Para mí, la Niñita del Sombrero Mexicano, tenía el mismo estatus que la Caperucita Roja o Ricitos de Oro y en mi lógica infantil no entendía por qué no existían libros con sus historias. Para contentarme, mi padre, que además es un talentoso de los trazos y dibujos,  tomaba el lápiz y boceteaba de forma magistral en un papel cualquiera a la mentada niñita y su enorme gorro de charro.  Yo después coloreaba esos dibujos y mientras lo hacía encontraba que sospechosamente la niñita se parecía a mí. Quizá cuántas veces se repitió la misma escena durante mi infancia: nosotros en pijama, y mi padre sentado al borde de la cama inventando y dibujando las increíbles historias de la Niñita del Sombrero Mexicano que podía volar.

De una u otra forma, al compartir lo que tienen adentro  (a través de historias, de cuentos, de dibujos, de experiencias, de cariños, de ejemplos, de palabras, de paseos), los padres nos van mostrando cómo ellos entienden el mundo y -sin quizá ser muy conscientes- nos van enseñando también cómo tenemos que entenderlo nosotros.  Y por un largo rato en la vida, la verdad de los padres es siempre la verdad de los hijos.

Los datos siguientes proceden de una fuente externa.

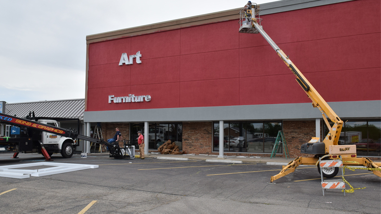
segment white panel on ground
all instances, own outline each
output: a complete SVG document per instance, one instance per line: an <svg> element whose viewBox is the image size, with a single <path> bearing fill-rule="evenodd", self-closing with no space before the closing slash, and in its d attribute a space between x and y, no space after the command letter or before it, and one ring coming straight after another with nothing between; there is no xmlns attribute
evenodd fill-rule
<svg viewBox="0 0 381 214"><path fill-rule="evenodd" d="M33 167L41 166L50 166L39 169L12 169L16 168ZM63 173L88 168L95 168L98 165L87 164L66 164L63 163L39 162L33 164L18 164L0 166L0 177L13 178L27 178L35 177Z"/></svg>

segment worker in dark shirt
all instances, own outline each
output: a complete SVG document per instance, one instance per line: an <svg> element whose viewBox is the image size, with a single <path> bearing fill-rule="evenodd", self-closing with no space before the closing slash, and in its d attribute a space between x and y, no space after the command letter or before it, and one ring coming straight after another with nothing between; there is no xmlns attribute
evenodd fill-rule
<svg viewBox="0 0 381 214"><path fill-rule="evenodd" d="M107 140L107 142L109 143L112 144L113 143L119 141L119 138L122 136L122 133L121 133L121 132L119 131L119 128L115 128L115 131L116 131L116 133L115 133L115 135L114 136L114 137ZM107 148L107 151L108 151L108 148Z"/></svg>

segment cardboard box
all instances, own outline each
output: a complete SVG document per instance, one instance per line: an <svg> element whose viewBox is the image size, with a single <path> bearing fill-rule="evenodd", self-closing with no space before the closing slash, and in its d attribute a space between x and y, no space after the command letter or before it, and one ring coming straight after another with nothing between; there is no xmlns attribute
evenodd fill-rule
<svg viewBox="0 0 381 214"><path fill-rule="evenodd" d="M356 154L356 145L330 145L330 154Z"/></svg>

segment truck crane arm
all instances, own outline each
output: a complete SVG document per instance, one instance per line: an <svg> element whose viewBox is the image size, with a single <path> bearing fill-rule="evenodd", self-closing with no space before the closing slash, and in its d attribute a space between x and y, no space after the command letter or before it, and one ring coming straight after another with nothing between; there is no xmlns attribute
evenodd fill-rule
<svg viewBox="0 0 381 214"><path fill-rule="evenodd" d="M31 116L30 113L29 113L29 115L26 117L26 118L27 119L24 119L0 113L0 123L12 125L20 127L27 128L27 129L31 129L37 132L49 132L61 136L70 138L73 140L77 139L95 143L96 143L105 145L109 148L114 148L113 149L110 149L110 157L115 157L115 158L123 158L125 155L123 154L123 153L125 153L126 151L127 150L127 148L126 148L126 149L125 150L123 148L120 148L118 144L109 143L106 141L104 141L103 139L97 139L84 135L79 135L76 131L74 130L66 129L59 127L39 122L38 121L33 120L34 118L34 113L33 115L33 117ZM125 143L126 142L125 142ZM41 144L41 145L43 154L45 156L47 160L50 160L50 157L49 154L47 154L48 153L45 150L45 148L44 148L43 145ZM128 145L130 147L130 145ZM114 151L115 151L115 152L113 152ZM131 153L131 152L129 153Z"/></svg>

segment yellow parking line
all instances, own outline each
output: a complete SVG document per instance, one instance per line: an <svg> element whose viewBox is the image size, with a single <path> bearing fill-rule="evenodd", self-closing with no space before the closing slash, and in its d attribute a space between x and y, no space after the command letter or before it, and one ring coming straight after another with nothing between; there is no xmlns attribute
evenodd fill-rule
<svg viewBox="0 0 381 214"><path fill-rule="evenodd" d="M186 163L186 162L197 162L198 161L175 161L174 162L146 162L146 163L135 163L131 164L99 164L98 166L106 166L106 165L127 165L132 164L163 164L168 163Z"/></svg>
<svg viewBox="0 0 381 214"><path fill-rule="evenodd" d="M314 167L304 167L303 168L299 168L299 169L302 168L315 168ZM241 173L249 173L251 172L267 172L267 171L280 171L280 169L271 169L271 170L263 170L260 171L248 171L248 172L231 172L229 173L223 173L223 174L214 174L211 175L206 175L207 176L209 175L229 175L230 174L241 174Z"/></svg>
<svg viewBox="0 0 381 214"><path fill-rule="evenodd" d="M0 195L2 195L3 194L5 194L5 193L6 193L7 192L10 192L11 191L13 191L15 190L17 190L17 189L12 189L12 190L7 190L7 191L3 191L3 192L0 193Z"/></svg>
<svg viewBox="0 0 381 214"><path fill-rule="evenodd" d="M368 173L366 173L354 174L353 175L344 175L344 177L352 176L352 175L366 175L367 174L373 174L373 172L368 172ZM341 177L341 175L338 175L338 176L334 177L334 178L336 178L336 177L337 178ZM321 180L321 178L312 178L312 179L299 180L298 181L294 181L294 182L299 182L299 181L311 181L312 180ZM328 181L328 180L327 180L327 181Z"/></svg>
<svg viewBox="0 0 381 214"><path fill-rule="evenodd" d="M78 213L78 214L83 214L85 213L85 212L87 211L87 210L90 209L90 207L91 207L92 206L93 206L94 204L95 204L95 202L96 202L97 201L93 201L91 202L90 202L90 204L89 204L87 206L86 206L85 208L83 208L83 210L82 210L81 212L79 213Z"/></svg>
<svg viewBox="0 0 381 214"><path fill-rule="evenodd" d="M210 166L181 166L181 167L168 167L168 168L142 168L138 170L152 170L152 169L170 169L170 168L192 168L194 167L211 167L211 166L241 166L241 165L254 165L256 164L240 164L240 165L233 165L233 164L229 164L228 165L210 165Z"/></svg>

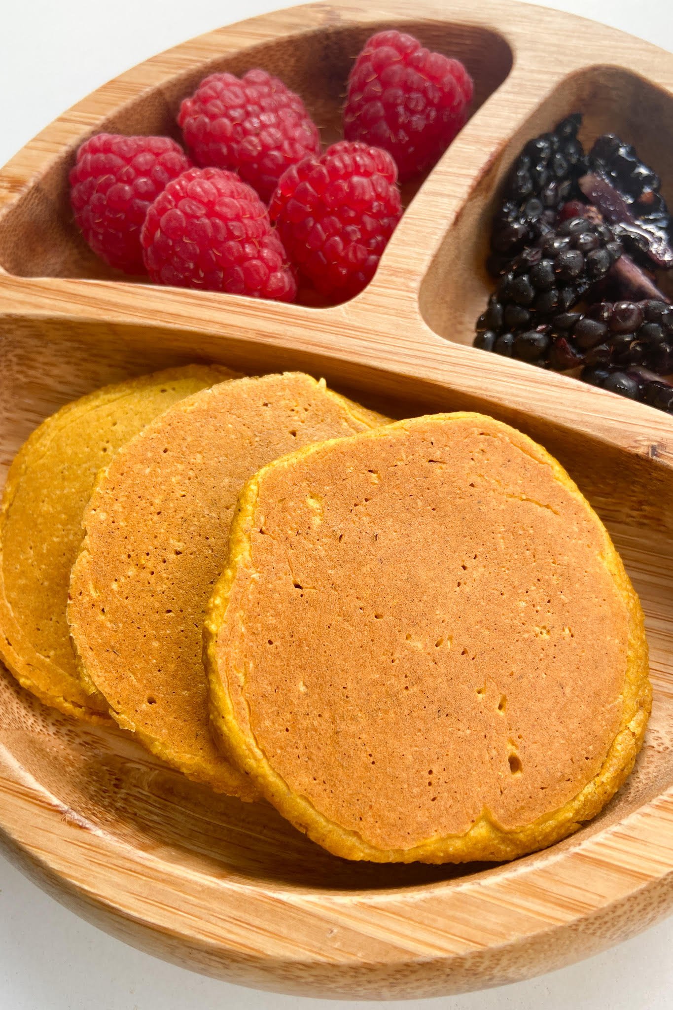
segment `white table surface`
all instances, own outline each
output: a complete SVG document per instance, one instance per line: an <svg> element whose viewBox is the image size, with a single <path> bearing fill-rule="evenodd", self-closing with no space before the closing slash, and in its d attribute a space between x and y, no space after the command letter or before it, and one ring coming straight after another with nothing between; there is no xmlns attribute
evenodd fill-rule
<svg viewBox="0 0 673 1010"><path fill-rule="evenodd" d="M68 106L141 60L284 5L284 0L6 0L0 4L0 165ZM672 0L550 0L547 6L673 49ZM0 856L0 1010L314 1010L319 1005L326 1010L662 1010L673 1007L673 918L579 965L501 989L401 1003L328 1003L225 985L140 953L62 908Z"/></svg>

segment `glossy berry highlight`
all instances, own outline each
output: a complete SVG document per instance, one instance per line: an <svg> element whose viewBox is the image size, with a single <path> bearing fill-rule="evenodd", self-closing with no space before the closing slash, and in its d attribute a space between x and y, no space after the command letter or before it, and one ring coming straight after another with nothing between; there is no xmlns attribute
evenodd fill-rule
<svg viewBox="0 0 673 1010"><path fill-rule="evenodd" d="M365 43L348 78L344 136L382 147L400 181L426 172L465 124L472 79L458 60L400 31Z"/></svg>
<svg viewBox="0 0 673 1010"><path fill-rule="evenodd" d="M268 201L283 173L320 154L320 134L299 95L277 77L211 74L180 107L195 162L237 172Z"/></svg>
<svg viewBox="0 0 673 1010"><path fill-rule="evenodd" d="M164 187L191 166L167 136L98 133L70 174L75 220L94 252L126 274L143 274L140 228Z"/></svg>
<svg viewBox="0 0 673 1010"><path fill-rule="evenodd" d="M402 214L397 168L378 147L342 140L289 169L269 205L292 262L344 301L374 275Z"/></svg>
<svg viewBox="0 0 673 1010"><path fill-rule="evenodd" d="M156 284L292 301L293 269L266 207L238 176L190 169L147 211L144 264Z"/></svg>

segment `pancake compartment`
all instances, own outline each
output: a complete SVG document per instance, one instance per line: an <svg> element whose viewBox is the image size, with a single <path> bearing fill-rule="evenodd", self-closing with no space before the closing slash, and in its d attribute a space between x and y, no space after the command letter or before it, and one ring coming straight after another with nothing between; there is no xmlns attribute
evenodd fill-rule
<svg viewBox="0 0 673 1010"><path fill-rule="evenodd" d="M119 725L190 778L257 795L211 738L202 661L241 487L296 446L383 420L301 373L239 379L177 404L101 476L71 580L82 672Z"/></svg>
<svg viewBox="0 0 673 1010"><path fill-rule="evenodd" d="M263 468L206 639L227 752L349 858L551 844L624 782L651 706L604 527L541 446L476 414Z"/></svg>

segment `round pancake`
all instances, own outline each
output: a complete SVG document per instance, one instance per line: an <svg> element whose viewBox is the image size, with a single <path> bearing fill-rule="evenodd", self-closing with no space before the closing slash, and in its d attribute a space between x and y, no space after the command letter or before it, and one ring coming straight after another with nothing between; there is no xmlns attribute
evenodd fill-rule
<svg viewBox="0 0 673 1010"><path fill-rule="evenodd" d="M72 576L73 639L119 724L191 778L256 792L212 740L202 659L241 487L295 445L380 421L309 376L240 379L177 404L99 481Z"/></svg>
<svg viewBox="0 0 673 1010"><path fill-rule="evenodd" d="M24 688L67 715L107 718L104 699L78 680L66 620L96 475L157 414L231 375L190 365L106 386L40 424L9 470L0 510L0 654Z"/></svg>
<svg viewBox="0 0 673 1010"><path fill-rule="evenodd" d="M214 726L337 855L507 860L592 817L651 707L639 600L559 464L478 414L294 452L241 493Z"/></svg>

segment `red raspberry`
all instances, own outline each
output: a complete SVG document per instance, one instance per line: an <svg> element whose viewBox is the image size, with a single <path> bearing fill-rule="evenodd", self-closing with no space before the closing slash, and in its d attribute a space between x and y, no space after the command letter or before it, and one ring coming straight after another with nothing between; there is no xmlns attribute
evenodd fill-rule
<svg viewBox="0 0 673 1010"><path fill-rule="evenodd" d="M294 272L266 207L233 172L190 169L147 211L140 235L157 284L292 301Z"/></svg>
<svg viewBox="0 0 673 1010"><path fill-rule="evenodd" d="M290 258L324 295L364 288L402 214L395 162L341 140L288 169L269 206Z"/></svg>
<svg viewBox="0 0 673 1010"><path fill-rule="evenodd" d="M347 140L389 152L406 182L431 168L465 124L472 79L458 60L399 31L372 35L348 78Z"/></svg>
<svg viewBox="0 0 673 1010"><path fill-rule="evenodd" d="M191 161L167 136L98 133L85 140L70 174L75 220L110 267L143 274L140 227L147 208Z"/></svg>
<svg viewBox="0 0 673 1010"><path fill-rule="evenodd" d="M240 80L211 74L185 99L178 123L195 162L238 172L266 201L286 169L320 154L318 127L302 99L263 70Z"/></svg>

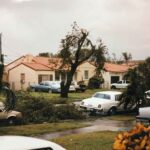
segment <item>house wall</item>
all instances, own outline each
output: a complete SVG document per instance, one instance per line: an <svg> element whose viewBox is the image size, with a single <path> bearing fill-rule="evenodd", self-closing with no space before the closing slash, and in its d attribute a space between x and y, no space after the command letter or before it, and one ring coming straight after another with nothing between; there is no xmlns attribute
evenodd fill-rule
<svg viewBox="0 0 150 150"><path fill-rule="evenodd" d="M84 78L84 72L88 70L88 79ZM95 66L90 64L89 62L85 62L81 64L76 71L76 75L74 75L74 81L84 81L85 84L88 84L89 79L95 74ZM76 77L75 77L76 76Z"/></svg>
<svg viewBox="0 0 150 150"><path fill-rule="evenodd" d="M25 74L25 81L21 83L21 74ZM9 71L9 83L14 90L26 90L30 84L38 84L39 75L53 75L54 71L35 71L23 64L11 69Z"/></svg>
<svg viewBox="0 0 150 150"><path fill-rule="evenodd" d="M42 76L50 76L50 75L52 75L53 76L53 81L55 80L55 71L36 71L36 83L38 83L38 81L39 81L39 75L42 75ZM48 79L47 78L43 78L42 79L42 81L43 80L50 80L50 78L48 77Z"/></svg>
<svg viewBox="0 0 150 150"><path fill-rule="evenodd" d="M102 85L102 87L109 89L111 86L111 76L119 76L119 80L123 80L124 73L113 73L102 71L102 76L104 78L104 84Z"/></svg>

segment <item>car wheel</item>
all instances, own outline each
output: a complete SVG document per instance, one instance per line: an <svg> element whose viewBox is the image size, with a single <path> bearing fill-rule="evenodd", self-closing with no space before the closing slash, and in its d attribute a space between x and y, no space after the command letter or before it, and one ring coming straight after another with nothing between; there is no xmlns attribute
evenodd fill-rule
<svg viewBox="0 0 150 150"><path fill-rule="evenodd" d="M15 125L16 124L16 118L15 117L8 118L7 122L9 125Z"/></svg>
<svg viewBox="0 0 150 150"><path fill-rule="evenodd" d="M108 111L108 115L115 115L116 112L117 112L117 109L115 107L113 107Z"/></svg>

Más tarde y con el paso de los años, llegan momentos en que esa verdad se cuestiona, se discute, e incluso se niega. Pero querámoslo o no…  la verdad de nuestros padres es siempre nuestra primera verdad. Y por ese sólo hecho, esa verdad primigenia tiene un poder que ninguna verdad sucesiva puede tener, porque es siempre a partir de la primera piedra que uno construye lo que sea que quiera construir. Y aunque no se vea y no se note, es esa primera piedra la que está siempre sosteniéndolo todo.

En mi caso, la Niñita del Sombrero Mexicano es parte de esa piedra fundamental. Y recién ahora a la vuelta del tiempo puedo entender la profunda verdad que, a través de esa pequeña que podía volar, mi papá nos transmitió a mí y a mis hermanos. Hay papás que abrazan, hay papás que conversan, hay papás que son divertidos, hay papás que son serios, hay papás que juegan, hay papás que compran regalos, hay papás que nunca tienen un peso, hay papás que trabajan todo el santo día, hay papás que dibujan, hay papás que inventan historias. Los papás casi siempre hablan en clave y cuando uno logra entender esa clave, como que toda la vida encaja… y entonces, uno agradece al cielo que le haya tocado ese papá.